Legislative Republicans Getting Closer to Their Alternative to Healthy Utah

Perhaps by this week, hopefully by the end of next, Utah GOP leaders should have their compromise bill on Gov. Gary Herbert’s Healthy Utah Medicaid expansion.

That bill will be the legislative Republicans’ plan, not necessarily one that’s acceptable to the GOP governor.

Friday House Speaker Greg Hughes, R-Draper, and House Majority Leader Jim Dunnigan, R-Taylorsville, had a lengthy telephone conference call with six or seven senior executives of the federal Health and Human Services Department.

“It was a progressive, but frustrating, call,” said Dunnigan, who is the de facto leader of the majority party’s Medicaid expansion team.

“We keep asking – can we do this, can we do that?”

And the answers are not definite, he told UtahPolicy.

Still, Republican lawmakers have to work through for themselves the same process Herbert has gone through over the last 12 months – trying to get various Medicaid expansion options approved by the Barack Obama administration.

Herbert and GOP legislative leaders – especially in the House – are still quite a ways off on any compromise.

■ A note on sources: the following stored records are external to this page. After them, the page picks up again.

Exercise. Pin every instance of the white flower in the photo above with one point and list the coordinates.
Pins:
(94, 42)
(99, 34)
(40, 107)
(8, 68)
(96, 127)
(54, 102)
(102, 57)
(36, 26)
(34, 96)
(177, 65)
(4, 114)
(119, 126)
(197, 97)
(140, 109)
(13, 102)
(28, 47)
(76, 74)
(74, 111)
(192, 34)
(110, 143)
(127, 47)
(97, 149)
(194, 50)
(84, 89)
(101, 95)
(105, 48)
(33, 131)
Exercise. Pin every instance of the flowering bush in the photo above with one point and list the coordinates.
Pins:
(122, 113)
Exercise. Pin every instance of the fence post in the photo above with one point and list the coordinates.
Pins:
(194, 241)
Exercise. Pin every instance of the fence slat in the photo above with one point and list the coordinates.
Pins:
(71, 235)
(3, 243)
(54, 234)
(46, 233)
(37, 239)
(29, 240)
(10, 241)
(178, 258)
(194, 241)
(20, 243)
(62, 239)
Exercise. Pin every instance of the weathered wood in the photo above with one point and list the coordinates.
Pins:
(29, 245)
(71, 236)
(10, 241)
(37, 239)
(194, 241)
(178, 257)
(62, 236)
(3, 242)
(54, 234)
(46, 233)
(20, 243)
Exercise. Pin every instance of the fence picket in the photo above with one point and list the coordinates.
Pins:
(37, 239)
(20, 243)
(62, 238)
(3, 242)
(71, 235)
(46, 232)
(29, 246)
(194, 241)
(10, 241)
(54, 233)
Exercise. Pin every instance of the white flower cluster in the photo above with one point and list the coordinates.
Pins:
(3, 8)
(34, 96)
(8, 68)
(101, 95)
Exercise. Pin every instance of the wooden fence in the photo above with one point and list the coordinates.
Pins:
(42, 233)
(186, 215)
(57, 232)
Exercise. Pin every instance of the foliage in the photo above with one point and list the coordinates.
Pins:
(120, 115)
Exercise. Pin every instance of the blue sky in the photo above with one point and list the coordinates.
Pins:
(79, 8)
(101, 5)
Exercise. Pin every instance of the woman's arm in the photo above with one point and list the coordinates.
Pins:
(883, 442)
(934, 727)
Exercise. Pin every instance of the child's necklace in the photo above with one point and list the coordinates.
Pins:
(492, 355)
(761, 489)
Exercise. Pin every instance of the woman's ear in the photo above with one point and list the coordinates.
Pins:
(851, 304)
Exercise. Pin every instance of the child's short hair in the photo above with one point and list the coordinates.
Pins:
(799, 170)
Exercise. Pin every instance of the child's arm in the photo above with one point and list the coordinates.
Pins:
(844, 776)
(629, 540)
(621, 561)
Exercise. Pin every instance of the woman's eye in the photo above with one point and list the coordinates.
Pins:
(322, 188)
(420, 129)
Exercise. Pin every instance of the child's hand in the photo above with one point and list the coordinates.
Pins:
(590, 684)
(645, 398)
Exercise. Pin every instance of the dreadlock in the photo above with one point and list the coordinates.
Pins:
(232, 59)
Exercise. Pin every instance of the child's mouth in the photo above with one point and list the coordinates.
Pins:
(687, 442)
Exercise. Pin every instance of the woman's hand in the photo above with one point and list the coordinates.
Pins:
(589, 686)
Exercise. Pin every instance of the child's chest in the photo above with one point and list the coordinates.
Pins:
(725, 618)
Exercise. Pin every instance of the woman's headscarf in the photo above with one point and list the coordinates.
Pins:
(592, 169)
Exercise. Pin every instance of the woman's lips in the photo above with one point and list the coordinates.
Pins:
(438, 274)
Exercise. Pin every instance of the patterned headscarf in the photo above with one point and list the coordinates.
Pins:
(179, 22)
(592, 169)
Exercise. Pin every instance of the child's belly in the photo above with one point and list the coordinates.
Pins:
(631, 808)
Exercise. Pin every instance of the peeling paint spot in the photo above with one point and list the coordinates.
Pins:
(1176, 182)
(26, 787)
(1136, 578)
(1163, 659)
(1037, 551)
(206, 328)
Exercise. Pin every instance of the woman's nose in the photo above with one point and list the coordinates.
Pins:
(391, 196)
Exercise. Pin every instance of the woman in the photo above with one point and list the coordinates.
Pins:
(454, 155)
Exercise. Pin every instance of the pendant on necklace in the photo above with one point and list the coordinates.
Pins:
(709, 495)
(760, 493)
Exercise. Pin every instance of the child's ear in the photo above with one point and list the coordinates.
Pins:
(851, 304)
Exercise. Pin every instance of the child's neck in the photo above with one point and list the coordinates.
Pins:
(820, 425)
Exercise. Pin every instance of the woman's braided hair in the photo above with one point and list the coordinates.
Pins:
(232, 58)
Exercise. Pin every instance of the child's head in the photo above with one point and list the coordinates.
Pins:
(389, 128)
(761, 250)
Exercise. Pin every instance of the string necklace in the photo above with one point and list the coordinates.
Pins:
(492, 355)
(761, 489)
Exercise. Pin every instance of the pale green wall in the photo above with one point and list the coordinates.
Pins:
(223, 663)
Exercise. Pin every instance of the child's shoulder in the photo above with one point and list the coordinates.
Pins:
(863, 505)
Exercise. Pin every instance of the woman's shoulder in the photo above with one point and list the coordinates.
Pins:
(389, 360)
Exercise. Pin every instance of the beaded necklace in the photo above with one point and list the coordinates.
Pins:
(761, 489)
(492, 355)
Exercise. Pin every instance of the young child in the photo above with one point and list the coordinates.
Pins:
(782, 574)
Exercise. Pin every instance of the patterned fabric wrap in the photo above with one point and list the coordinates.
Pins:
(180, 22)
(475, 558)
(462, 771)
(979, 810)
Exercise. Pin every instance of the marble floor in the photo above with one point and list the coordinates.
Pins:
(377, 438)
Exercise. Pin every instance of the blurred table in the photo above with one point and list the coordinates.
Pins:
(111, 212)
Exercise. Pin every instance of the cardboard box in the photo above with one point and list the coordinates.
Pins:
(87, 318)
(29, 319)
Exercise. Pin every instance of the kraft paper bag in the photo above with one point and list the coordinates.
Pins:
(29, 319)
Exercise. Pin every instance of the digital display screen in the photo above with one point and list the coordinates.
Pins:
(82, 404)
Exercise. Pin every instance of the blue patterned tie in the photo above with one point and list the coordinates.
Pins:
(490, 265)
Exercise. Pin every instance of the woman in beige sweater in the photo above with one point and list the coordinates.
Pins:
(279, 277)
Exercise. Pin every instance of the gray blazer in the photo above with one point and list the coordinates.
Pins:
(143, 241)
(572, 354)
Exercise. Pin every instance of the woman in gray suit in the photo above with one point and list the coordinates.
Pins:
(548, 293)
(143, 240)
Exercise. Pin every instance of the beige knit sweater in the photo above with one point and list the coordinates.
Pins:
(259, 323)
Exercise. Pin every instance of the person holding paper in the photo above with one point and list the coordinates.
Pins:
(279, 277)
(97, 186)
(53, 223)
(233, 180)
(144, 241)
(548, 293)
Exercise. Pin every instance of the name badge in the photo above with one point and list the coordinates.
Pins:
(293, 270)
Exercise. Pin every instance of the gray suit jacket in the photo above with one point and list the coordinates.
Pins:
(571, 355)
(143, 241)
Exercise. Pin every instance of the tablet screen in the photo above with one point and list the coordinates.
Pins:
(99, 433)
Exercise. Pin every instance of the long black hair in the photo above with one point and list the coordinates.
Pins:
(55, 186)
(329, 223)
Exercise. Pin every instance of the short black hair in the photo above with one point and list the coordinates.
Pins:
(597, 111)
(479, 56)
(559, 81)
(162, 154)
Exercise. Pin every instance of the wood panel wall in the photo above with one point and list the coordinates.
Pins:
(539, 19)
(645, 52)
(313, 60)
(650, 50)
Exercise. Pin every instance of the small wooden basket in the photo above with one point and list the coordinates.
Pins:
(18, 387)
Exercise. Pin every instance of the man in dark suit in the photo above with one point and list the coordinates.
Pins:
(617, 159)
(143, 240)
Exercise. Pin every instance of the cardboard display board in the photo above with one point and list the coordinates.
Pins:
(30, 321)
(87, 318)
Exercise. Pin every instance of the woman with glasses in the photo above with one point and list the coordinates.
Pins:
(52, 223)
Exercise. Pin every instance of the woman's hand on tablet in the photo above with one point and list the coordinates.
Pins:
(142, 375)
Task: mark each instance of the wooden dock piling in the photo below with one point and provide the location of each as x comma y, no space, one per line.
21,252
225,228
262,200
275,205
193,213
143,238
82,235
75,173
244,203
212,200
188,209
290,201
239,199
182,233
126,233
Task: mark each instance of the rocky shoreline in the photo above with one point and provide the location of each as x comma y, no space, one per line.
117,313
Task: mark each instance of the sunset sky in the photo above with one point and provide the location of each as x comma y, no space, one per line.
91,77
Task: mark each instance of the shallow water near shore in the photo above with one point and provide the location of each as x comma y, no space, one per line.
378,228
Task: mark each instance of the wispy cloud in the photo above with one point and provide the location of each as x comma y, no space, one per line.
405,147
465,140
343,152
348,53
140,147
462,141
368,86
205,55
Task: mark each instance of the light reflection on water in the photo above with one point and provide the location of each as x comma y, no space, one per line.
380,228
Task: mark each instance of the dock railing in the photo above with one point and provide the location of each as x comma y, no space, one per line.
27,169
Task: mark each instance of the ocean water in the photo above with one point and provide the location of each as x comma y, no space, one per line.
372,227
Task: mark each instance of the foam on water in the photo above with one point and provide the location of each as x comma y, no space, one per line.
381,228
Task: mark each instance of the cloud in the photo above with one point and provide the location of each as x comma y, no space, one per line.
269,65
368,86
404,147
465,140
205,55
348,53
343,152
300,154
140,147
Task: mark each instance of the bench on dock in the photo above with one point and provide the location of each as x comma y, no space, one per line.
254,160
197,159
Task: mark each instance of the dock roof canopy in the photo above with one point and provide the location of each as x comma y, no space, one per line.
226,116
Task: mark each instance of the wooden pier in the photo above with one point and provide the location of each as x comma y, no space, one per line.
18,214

The GOP lawmakers’ starting position is to help provide private health insurance for between 10,000 and 16,000 of Utah’s poorer, sicker residents.

Herbert wants a plan that could insure upwards of 60,000 low-income Utahns – or maybe as many as 146,000, depending on how many Utahns ultimately qualify and apply for the health insurance help.

The Republican lawmakers say they want to spend around $5 million a year.

In several years, Herbert’s plan could cost upwards of $78 million – depending on how many low-income Utahns come out of he woodwork and decide to sign up for Healthy Utah.

In any case, settling on a Medicaid expansion state plan should be accomplished this 45-day session, which ends in mid-March.

So Dunnigan, Hughes and Senate GOP leaders will have to reach some agreements with HHS officials by then – or poorer, sicker Utahns will have to continue without health insurance and proper care for months to come.